4. NumPy Basics: Arrays and Vectorized Computation

Learning Objectives

Learn about NumPy, a package for numerical computing in Python
Use NumPy for array-based data: operations, algorithms

Import NumPy

import numpy as np # Recommended standard NumPy convention

Array-based operations

A fast, flexible container for large datasets in Python
Stores multiple items of the same type together
Can perform operations on whole blocks of data with similar syntax

Image of an array with 10 length and the first index, 8th element, and indicies denoted by text

Create an array
Perform operation

arr = np.array([[1.5, -0.1, 3], [0, -3, 6.5]])
arr

array([[ 1.5, -0.1,  3. ],
       [ 0. , -3. ,  6.5]])

All of the elements have been multiplied by 10.

arr * 10

array([[ 15.,  -1.,  30.],
       [  0., -30.,  65.]])

Every array has a shape indicating the size of each dimension
and a dtype, an object describing the data type of the array

Shape
dtype

arr.shape

(2, 3)

arr.dtype

dtype('float64')

ndarray

Generic one/multi-dimensional container where all elements are the same type
Created using numpy.array function

1D
Multi-dimensional

data1 = [6, 7.5, 8, 0, 1]
arr1 = np.array(data1)
arr1

array([6. , 7.5, 8. , 0. , 1. ])

print(arr1.ndim)
print(arr1.shape)

1
(5,)

data2 = [[1, 2, 3, 4], [5, 6, 7, 8]]
arr2 = np.array(data2)
arr2

array([[1, 2, 3, 4],
       [5, 6, 7, 8]])

print(arr2.ndim)
print(arr2.shape)

2
(2, 4)

Special array creation

numpy.zeros creates an array of zeros with a given length or shape
numpy.ones creates an array of ones with a given length or shape
numpy.empty creates an array without initialized values
numpy.arange creates a range
Pass a tuple for the shape to create a higher dimensional array

Zeros
Multi-dimensional

np.zeros(10)

array([0., 0., 0., 0., 0., 0., 0., 0., 0., 0.])

np.zeros((3, 6))

array([[0., 0., 0., 0., 0., 0.],
       [0., 0., 0., 0., 0., 0.],
       [0., 0., 0., 0., 0., 0.]])

numpy.empty does not return an array of zeros, though it may look like it.

np.empty(1)

array([0.])

Wes provides a table of array creation functions in the book.

Data types for ndarrays

Unless explicitly specified, numpy.array tries to infer a good data created arrays.
Data type is stored in a special dtype metadata object.
Can be explict or converted (cast)
It is important to care about the general kind of data you’re dealing with.

arr1.dtype

dtype('float64')

arr2 = np.array([1, 2, 3], dtype=np.int32)
arr2.dtype

dtype('int32')

float_arr = arr1.astype(np.float64)
float_arr.dtype

dtype('float64')

int_array = arr1.astype(arr2.dtype)
int_array.dtype

dtype('int32')

Calling astype always creates a new array (a copy of the data), even if the new data type is the same as the old data type.
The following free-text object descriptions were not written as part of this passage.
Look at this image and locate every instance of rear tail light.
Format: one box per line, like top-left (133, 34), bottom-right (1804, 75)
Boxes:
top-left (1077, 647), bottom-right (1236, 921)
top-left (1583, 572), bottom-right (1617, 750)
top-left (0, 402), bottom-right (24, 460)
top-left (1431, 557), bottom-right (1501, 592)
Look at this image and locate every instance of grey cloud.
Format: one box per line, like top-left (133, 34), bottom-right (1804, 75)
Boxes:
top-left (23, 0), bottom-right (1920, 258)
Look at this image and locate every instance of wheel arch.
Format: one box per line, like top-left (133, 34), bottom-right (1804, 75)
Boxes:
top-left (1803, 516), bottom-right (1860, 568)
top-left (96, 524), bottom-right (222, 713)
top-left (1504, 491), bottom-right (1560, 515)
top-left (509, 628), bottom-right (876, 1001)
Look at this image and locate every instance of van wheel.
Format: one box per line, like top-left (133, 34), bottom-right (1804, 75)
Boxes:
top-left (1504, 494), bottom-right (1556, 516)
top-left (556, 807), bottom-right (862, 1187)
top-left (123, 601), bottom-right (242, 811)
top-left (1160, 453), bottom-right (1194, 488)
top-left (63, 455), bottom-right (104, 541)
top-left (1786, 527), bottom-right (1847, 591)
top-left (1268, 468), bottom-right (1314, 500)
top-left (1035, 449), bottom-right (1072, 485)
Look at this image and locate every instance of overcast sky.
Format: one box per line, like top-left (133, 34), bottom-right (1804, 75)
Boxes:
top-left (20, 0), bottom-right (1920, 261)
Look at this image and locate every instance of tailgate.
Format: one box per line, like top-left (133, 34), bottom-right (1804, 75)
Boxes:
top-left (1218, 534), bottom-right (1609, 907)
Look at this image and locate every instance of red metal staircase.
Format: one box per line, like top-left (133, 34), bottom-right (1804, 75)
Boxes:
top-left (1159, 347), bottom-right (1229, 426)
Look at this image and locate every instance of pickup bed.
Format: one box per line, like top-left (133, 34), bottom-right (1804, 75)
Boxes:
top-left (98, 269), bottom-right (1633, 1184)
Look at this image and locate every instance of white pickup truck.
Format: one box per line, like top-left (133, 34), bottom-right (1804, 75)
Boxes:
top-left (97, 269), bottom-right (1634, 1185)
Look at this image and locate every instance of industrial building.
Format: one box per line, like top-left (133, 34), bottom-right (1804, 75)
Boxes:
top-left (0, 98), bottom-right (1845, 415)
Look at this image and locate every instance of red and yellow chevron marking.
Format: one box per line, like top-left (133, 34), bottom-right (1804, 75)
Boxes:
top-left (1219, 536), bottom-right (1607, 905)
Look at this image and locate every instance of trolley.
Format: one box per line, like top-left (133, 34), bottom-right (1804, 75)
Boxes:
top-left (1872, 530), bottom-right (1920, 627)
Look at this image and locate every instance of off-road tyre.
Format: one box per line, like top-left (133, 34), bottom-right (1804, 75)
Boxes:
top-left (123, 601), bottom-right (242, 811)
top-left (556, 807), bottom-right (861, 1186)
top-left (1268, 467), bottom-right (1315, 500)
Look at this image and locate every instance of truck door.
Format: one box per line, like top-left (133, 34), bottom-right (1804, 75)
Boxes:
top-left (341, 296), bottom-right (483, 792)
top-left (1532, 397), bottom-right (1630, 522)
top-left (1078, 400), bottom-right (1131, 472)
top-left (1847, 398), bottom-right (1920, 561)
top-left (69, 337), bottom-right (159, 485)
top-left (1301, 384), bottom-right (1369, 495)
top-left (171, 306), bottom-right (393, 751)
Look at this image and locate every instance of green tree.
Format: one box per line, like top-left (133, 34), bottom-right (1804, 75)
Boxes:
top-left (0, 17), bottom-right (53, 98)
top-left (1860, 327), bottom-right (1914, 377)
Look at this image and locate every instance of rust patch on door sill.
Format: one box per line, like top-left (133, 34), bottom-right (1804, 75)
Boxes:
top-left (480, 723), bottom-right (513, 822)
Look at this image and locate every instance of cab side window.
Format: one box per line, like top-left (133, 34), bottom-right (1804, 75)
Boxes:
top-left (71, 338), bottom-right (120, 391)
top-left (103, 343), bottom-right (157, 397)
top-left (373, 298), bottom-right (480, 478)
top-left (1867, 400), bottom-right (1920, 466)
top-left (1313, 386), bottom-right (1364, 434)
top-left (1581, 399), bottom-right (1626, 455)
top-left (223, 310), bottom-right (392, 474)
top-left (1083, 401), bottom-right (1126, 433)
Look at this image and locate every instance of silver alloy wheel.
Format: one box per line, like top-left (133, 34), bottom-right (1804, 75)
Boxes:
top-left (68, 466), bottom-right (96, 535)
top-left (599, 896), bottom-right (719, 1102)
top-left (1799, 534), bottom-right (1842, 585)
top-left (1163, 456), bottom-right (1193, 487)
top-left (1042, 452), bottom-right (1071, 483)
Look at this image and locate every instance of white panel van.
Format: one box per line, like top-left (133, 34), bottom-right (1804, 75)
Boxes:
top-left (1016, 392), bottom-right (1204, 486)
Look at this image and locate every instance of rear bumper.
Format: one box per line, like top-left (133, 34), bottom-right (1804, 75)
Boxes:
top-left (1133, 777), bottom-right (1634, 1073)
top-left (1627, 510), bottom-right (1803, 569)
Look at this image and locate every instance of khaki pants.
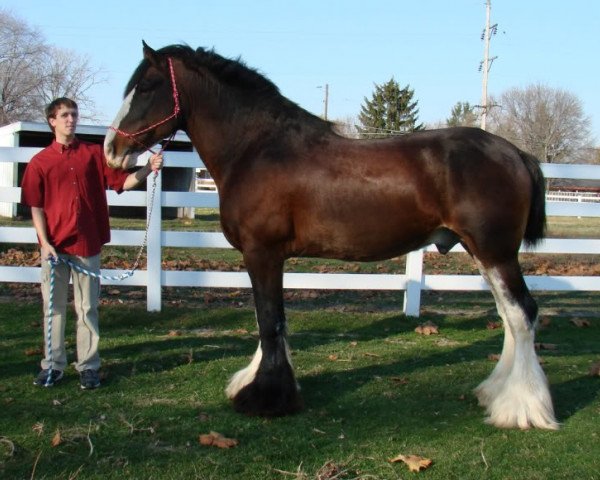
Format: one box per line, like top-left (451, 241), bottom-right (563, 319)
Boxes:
top-left (40, 253), bottom-right (101, 372)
Wes provides a table of supported data types in the book.

Arithmetic with NumPy Arrays

Batch operations on data without for loops

arr = np.array([[1., 2., 3.], [4., 5., 6.]])
arr * arr

array([[ 1.,  4.,  9.],
       [16., 25., 36.]])

Propagate the scalar argument to each element in the array

1 / arr

array([[1.        , 0.5       , 0.33333333],
       [0.25      , 0.2       , 0.16666667]])

of the same size yield boolean arrays

arr2 = np.array([[0., 4., 1.], [7., 2., 12.]])

arr2 > arr

array([[False,  True, False],
       [ True, False,  True]])

Basic Indexing and Slicing

select a subset of your data or individual elements

arr = np.arange(10)
arr

array([0, 1, 2, 3, 4, 5, 6, 7, 8, 9])

Array views are on the original data. Data is not copied, and any modifications to the view will be reflected in the source array. If you want a copy of a slice of an ndarray instead of a view, you will need to explicitly copy the array—for example, arr[5:8].copy().

arr[5]

arr[5:8]

array([5, 6, 7])

arr[5:8] = 12

Example of “not copied data”

Original

arr_slice = arr[5:8]
arr

array([ 0,  1,  2,  3,  4, 12, 12, 12,  8,  9])

Change values in new array

Notice that arr is now changed.

arr_slice[1] = 123
arr

array([  0,   1,   2,   3,   4,  12, 123,  12,   8,   9])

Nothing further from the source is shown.